What would you like alumni to know about your experience in nursing?
My nursing career started as an obstetrics nurse in a small rural hospital, which meant that I worked in labor and delivery, post-partum and newborn nursery. When the unit was slow or closed, I floated to all other areas of the hospital. Next, I worked for many years in community health nursing. I later worked as a family nurse practitioner and earned my master’s and Ph.D. degrees. At Hartwick College, I was a tenured associate professor teaching courses in community health nursing as well as nursing leadership and management.
I also taught a variety of nursing courses online for Excelsior College. In my role as a family nurse practitioner, I worked in a school-based clinic caring for children in grades pre-K through 12. I have enjoyed the variety of roles and experiences that my nursing career has provided to me.

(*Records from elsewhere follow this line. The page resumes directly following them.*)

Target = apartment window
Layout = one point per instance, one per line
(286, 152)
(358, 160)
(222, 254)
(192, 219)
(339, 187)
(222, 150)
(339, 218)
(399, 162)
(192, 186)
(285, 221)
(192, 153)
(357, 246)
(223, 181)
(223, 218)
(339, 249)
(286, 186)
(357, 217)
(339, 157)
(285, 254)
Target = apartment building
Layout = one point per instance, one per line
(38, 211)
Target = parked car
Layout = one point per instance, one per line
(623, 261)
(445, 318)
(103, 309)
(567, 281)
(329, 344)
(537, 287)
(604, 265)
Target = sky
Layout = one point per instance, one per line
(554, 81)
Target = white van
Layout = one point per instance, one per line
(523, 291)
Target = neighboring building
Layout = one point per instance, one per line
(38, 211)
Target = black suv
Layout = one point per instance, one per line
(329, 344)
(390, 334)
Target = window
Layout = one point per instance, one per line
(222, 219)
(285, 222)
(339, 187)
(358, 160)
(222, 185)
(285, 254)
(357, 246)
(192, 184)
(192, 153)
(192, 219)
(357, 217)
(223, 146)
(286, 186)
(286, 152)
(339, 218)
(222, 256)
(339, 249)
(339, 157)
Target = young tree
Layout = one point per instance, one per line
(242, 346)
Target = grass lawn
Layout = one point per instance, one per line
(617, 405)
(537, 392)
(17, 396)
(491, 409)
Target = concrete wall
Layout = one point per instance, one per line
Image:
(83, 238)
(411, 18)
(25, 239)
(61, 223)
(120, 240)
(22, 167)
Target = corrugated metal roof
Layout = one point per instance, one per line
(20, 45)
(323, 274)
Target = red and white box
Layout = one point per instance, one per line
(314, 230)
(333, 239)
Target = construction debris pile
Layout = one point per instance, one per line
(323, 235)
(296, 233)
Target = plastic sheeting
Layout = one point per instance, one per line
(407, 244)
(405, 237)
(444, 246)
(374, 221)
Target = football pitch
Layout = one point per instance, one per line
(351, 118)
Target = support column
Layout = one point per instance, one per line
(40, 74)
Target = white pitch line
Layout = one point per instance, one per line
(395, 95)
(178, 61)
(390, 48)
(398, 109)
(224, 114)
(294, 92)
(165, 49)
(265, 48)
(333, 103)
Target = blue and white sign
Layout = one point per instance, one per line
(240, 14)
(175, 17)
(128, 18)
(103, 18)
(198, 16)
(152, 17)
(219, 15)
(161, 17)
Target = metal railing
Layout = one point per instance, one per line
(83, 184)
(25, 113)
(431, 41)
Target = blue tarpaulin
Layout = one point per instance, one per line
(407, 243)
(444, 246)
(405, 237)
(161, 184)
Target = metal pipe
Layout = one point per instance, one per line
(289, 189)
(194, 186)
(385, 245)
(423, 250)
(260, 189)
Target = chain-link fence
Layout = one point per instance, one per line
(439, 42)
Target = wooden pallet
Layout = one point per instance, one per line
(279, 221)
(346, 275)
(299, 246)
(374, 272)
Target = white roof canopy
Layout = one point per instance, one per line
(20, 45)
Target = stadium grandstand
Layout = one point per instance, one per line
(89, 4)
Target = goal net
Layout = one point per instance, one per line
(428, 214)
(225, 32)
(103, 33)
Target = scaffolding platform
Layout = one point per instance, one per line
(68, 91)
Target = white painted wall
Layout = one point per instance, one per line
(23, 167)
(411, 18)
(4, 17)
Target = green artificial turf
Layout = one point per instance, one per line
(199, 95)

What are your insights into Columbia College’s nursing program?
They [the nursing faculty and staff] are wonderful to work with and clearly care deeply about our nursing students and programs.
Our accelerated associate degree in nursing program is an excellent pathway to become a registered nurse (RN). I am amazed and proud of the fact that our nursing graduates had a 100 percent pass rate on the NCLEX exam in 2014 – something I have never experienced in my nursing education career.
The online RN to BSN degree program* is an excellent way for RNs to obtain their baccalaureate degree in nursing while working. The Future of Nursing (2010) landmark report initiated by the Robert Wood Johnson Foundation recommends an 80 percent increase in the number of baccalaureate-prepared nurses in the workforce. The current workforce of baccalaureate-prepared nurses falls well short of this recommendation, with only 55 percent prepared at the baccalaureate and graduate levels combined (HRSA, 2013). More and more employers are looking for nurses to have a BSN degree.
What role do you hope nursing will play in the future at Columbia College?
Columbia College is hoping to be part of the solution for the projected shortage of nurses in Missouri. According to the Bureau of Labor Statistics (2014), the occupation of registered nurse is projected to grow faster than average through the year 2022. The Bureau reports a projected growth of 19 percent between the years 2012 and 2022, thus reflecting a growth from 2.71 million RNs to an anticipated 3.24 million by 2022. The Bureau has also projected an increase in the need for replacement RNs due to the current RN workforce nearing retirement age (AACN, 2014). Columbia College is excited to be involved in the future of the nursing profession.
*Columbia College also offers an in-seat traditional BSN program.